Hacker News new | ask | show | jobs
by bryanrasmussen 1040 days ago
I guess if you wanted to do decompounding and stemming you should make the fields with the stemmed values and the decompounded values yourself and ... then implement it for the queries as well? Or is there a way to do that kind of thing somewhere in there?
2 comments

I found that stemming the text before generating vectors helps increase recall and the vectors still capture context, etc. However it does hurt precision because some information is lost by stemming. The more recent vector training algorithms are better able to capture semantic, syntactic, and contextual similarity without a lot of preprocessing. So I have found that vectors can replace all the nonsense that used to be needed to increase recall: stemming, manual synonym lists, etc.

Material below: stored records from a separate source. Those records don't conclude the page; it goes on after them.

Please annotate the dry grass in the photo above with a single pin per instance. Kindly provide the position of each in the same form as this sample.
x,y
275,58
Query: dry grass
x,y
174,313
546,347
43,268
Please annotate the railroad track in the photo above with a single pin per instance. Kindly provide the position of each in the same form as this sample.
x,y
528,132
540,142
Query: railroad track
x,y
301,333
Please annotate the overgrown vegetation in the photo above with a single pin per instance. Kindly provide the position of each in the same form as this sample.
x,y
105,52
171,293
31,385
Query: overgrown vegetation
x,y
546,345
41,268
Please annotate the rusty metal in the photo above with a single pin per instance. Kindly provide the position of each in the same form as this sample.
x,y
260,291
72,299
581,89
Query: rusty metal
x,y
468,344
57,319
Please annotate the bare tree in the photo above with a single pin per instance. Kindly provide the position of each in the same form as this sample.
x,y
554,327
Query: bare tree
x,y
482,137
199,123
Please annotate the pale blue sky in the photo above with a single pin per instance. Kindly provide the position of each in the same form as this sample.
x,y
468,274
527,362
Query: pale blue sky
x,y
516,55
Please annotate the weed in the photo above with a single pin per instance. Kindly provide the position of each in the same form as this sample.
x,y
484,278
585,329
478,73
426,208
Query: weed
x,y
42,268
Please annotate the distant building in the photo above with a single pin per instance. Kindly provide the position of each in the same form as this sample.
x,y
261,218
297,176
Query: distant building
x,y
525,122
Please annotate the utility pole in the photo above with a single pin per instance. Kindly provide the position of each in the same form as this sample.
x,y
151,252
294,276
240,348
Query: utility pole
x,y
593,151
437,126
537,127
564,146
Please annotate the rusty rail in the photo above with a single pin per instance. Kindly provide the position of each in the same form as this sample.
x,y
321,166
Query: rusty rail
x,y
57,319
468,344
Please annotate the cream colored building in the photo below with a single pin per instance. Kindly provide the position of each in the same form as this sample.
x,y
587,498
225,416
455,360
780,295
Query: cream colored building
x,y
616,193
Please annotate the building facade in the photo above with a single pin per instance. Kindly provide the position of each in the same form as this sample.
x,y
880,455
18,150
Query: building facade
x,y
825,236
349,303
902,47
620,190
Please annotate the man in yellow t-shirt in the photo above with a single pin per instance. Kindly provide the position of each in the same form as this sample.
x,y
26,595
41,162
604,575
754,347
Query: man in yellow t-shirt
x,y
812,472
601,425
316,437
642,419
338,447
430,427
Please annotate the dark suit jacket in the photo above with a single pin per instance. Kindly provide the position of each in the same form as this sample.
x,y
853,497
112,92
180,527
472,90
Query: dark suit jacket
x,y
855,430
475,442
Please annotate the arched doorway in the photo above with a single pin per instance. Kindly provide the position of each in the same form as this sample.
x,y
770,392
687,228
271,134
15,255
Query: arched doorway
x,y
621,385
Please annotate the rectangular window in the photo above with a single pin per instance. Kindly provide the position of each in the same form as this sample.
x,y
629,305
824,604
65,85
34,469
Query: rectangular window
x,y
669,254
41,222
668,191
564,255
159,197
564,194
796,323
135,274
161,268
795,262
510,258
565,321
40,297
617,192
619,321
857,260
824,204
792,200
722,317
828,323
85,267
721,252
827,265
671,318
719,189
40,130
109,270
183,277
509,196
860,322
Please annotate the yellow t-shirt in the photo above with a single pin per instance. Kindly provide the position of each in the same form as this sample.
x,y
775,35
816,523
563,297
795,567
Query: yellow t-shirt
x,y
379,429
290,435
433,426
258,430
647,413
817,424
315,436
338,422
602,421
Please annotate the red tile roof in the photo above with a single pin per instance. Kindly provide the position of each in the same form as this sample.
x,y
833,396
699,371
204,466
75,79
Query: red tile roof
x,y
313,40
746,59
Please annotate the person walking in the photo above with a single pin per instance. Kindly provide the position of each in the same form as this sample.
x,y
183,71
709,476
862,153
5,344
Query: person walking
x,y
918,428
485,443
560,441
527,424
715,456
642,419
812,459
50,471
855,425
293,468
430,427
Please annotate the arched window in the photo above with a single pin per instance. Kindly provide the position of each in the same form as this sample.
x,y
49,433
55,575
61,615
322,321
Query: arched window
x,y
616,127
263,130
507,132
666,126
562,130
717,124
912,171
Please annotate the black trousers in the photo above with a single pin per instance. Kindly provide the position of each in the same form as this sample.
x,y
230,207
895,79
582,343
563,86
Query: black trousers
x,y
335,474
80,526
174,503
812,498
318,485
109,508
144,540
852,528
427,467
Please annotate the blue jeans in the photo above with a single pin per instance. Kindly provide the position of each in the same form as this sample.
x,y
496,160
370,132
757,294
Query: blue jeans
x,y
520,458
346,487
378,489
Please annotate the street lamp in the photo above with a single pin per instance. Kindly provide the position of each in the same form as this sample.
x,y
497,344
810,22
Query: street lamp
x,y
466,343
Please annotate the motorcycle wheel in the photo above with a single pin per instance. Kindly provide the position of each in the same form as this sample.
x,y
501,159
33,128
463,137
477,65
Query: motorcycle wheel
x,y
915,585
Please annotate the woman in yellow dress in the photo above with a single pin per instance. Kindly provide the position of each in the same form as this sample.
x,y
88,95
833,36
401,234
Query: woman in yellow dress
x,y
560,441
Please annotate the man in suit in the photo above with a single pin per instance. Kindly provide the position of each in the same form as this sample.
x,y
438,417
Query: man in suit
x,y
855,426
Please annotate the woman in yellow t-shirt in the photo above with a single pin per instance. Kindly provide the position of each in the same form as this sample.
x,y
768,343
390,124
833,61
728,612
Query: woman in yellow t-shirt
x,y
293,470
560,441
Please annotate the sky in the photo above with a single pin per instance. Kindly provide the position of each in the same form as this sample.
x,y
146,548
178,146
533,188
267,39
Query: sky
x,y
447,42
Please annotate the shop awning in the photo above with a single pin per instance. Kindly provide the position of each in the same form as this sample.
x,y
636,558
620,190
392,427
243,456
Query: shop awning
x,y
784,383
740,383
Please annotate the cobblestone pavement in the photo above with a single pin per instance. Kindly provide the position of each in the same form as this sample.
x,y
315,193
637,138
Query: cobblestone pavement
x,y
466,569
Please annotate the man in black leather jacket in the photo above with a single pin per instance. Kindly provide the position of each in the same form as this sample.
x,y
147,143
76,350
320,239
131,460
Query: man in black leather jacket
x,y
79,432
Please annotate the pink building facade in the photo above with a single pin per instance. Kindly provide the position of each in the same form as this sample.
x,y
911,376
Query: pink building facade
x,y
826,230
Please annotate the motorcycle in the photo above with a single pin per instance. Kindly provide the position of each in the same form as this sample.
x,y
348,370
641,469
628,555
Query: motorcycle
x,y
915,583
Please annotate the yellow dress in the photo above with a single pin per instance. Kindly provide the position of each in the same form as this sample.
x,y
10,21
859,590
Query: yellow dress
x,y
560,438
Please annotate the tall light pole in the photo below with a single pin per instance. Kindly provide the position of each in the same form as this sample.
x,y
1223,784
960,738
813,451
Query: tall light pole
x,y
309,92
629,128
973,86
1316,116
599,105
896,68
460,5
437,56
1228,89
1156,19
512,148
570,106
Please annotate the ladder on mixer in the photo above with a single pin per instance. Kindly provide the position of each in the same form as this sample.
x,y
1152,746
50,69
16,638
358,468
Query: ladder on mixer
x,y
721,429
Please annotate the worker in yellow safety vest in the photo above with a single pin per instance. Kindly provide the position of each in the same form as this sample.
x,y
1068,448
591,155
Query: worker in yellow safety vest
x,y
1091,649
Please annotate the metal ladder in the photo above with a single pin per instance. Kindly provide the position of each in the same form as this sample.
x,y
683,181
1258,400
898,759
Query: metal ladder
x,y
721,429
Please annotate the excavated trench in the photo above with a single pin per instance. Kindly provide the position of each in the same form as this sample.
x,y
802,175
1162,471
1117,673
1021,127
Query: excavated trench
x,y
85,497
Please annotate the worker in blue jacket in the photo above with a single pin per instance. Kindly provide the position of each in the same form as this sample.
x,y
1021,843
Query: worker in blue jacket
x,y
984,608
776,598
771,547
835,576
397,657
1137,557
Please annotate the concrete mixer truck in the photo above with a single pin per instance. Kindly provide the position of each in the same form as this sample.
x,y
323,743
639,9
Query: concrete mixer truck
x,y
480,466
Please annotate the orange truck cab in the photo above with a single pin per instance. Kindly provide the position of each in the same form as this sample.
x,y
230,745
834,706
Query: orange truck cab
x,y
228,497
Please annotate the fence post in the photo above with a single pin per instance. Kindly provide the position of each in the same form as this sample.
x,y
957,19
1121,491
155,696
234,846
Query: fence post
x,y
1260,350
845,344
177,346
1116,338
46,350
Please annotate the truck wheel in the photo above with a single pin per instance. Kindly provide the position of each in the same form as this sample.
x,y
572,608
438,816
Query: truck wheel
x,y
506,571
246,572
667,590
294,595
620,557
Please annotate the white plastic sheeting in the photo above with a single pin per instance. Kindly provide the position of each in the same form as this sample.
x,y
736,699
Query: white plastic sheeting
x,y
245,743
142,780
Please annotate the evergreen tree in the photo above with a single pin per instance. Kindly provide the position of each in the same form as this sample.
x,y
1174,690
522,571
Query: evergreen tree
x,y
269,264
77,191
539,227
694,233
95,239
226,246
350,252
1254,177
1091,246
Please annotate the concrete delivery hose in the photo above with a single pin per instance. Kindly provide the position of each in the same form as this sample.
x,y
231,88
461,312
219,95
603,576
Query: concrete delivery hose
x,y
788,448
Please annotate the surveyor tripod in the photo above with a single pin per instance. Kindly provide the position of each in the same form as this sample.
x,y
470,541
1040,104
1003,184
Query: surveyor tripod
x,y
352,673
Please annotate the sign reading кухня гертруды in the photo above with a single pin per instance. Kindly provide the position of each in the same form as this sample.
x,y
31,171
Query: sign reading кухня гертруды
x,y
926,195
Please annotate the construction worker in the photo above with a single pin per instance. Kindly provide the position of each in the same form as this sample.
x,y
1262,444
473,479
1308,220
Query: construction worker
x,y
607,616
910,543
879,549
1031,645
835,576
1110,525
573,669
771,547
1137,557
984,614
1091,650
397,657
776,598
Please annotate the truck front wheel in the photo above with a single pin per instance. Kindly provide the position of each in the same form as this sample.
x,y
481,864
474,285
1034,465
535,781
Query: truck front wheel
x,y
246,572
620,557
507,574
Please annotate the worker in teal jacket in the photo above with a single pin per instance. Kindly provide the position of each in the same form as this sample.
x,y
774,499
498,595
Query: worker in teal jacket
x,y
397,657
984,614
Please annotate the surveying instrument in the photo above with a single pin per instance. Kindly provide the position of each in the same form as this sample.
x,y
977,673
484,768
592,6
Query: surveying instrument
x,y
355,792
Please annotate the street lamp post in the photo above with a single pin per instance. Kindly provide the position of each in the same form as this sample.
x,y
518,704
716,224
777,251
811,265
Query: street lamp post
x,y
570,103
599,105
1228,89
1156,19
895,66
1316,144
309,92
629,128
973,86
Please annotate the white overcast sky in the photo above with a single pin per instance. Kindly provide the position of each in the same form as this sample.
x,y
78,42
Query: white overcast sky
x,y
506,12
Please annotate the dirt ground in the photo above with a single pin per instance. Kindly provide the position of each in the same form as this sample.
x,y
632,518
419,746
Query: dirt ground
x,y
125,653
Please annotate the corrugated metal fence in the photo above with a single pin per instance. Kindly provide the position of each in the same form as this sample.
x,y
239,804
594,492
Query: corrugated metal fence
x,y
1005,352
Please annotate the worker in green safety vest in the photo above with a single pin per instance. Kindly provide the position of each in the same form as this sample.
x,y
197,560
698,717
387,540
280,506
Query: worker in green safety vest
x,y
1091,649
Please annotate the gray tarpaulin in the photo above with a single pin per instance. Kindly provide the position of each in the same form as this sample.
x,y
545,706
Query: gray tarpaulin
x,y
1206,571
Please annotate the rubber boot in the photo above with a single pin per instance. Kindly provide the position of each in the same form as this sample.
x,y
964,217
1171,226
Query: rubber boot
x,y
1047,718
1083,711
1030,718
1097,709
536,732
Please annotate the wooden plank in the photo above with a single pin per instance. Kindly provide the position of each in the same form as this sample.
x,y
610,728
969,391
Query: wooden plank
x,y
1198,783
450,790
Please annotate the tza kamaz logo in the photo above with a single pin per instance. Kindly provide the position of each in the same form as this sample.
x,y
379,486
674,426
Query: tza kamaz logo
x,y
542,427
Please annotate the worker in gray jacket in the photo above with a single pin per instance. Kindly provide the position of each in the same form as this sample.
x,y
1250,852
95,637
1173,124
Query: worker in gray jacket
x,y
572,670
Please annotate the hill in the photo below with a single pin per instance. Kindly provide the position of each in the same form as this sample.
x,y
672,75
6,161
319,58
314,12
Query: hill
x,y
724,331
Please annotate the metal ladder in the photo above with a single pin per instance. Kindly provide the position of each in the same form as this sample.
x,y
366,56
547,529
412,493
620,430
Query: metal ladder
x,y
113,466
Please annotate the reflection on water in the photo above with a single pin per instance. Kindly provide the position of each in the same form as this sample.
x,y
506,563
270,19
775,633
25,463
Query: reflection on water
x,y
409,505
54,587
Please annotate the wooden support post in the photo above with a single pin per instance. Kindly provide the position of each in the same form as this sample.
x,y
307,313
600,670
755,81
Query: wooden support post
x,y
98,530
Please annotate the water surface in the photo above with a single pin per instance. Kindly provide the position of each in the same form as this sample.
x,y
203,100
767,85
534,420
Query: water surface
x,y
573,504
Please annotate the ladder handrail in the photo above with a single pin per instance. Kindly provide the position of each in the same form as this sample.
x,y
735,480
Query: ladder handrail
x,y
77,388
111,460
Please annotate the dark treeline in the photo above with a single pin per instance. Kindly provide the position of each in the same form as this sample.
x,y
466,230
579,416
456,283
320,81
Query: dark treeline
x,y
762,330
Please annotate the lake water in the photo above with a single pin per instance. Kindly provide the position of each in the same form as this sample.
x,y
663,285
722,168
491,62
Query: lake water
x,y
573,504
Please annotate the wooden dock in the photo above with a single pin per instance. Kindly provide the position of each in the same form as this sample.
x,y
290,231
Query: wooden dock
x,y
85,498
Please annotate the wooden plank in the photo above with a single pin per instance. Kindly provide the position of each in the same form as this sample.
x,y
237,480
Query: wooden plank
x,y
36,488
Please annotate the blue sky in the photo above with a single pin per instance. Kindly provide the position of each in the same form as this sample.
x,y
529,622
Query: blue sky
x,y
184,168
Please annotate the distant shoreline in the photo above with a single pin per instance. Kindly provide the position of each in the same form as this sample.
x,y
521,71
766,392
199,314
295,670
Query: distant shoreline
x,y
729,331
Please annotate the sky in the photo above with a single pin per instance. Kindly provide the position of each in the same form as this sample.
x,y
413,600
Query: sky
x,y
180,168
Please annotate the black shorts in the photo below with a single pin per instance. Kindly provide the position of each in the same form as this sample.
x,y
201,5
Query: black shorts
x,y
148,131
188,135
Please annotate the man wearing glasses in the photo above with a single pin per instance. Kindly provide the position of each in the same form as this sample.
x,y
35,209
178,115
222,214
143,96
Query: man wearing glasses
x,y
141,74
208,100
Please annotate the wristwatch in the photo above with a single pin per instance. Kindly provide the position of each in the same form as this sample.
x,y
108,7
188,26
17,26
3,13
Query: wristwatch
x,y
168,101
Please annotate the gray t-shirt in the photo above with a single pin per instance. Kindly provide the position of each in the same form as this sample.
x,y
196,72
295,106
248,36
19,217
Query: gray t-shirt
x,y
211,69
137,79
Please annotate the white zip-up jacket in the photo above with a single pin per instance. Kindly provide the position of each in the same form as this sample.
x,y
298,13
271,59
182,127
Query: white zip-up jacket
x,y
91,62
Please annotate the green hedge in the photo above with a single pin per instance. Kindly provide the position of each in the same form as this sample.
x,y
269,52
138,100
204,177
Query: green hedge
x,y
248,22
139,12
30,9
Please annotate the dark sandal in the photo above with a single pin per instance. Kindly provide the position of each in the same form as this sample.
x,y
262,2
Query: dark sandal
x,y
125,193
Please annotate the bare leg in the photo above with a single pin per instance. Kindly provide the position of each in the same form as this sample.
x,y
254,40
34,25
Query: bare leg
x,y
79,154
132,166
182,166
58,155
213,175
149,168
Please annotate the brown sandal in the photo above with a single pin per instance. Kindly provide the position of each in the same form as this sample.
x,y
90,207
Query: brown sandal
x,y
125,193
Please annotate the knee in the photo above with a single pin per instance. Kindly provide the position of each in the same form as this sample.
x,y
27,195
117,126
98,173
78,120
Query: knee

However vector similarity search only helps with the literal text search not ranking. Tf/idf, bm25, page rank, learn to rank ML, etc are still needed to rank documents. Whenever I find a new vector search engine, I always look to see what ranking features it has beyond vector similarity.

I would want to do sort of similar to Lucene's support for both stemmed and non-stemmed fields together - so that you could rank the hit in the non-stemmed field higher than the hit in the stemmed field - so helping the precision.

In my experience this is more useful in complicated document searches.

At the moment you would need to do this yourself. It would be possible to have additional preprocessing to accommodate this though. Feel free to add a feature request here https://github.com/marqo-ai/marqo/issues. The other consideration is that you would want the distribution of the content and queries to match what the selected model was trained on.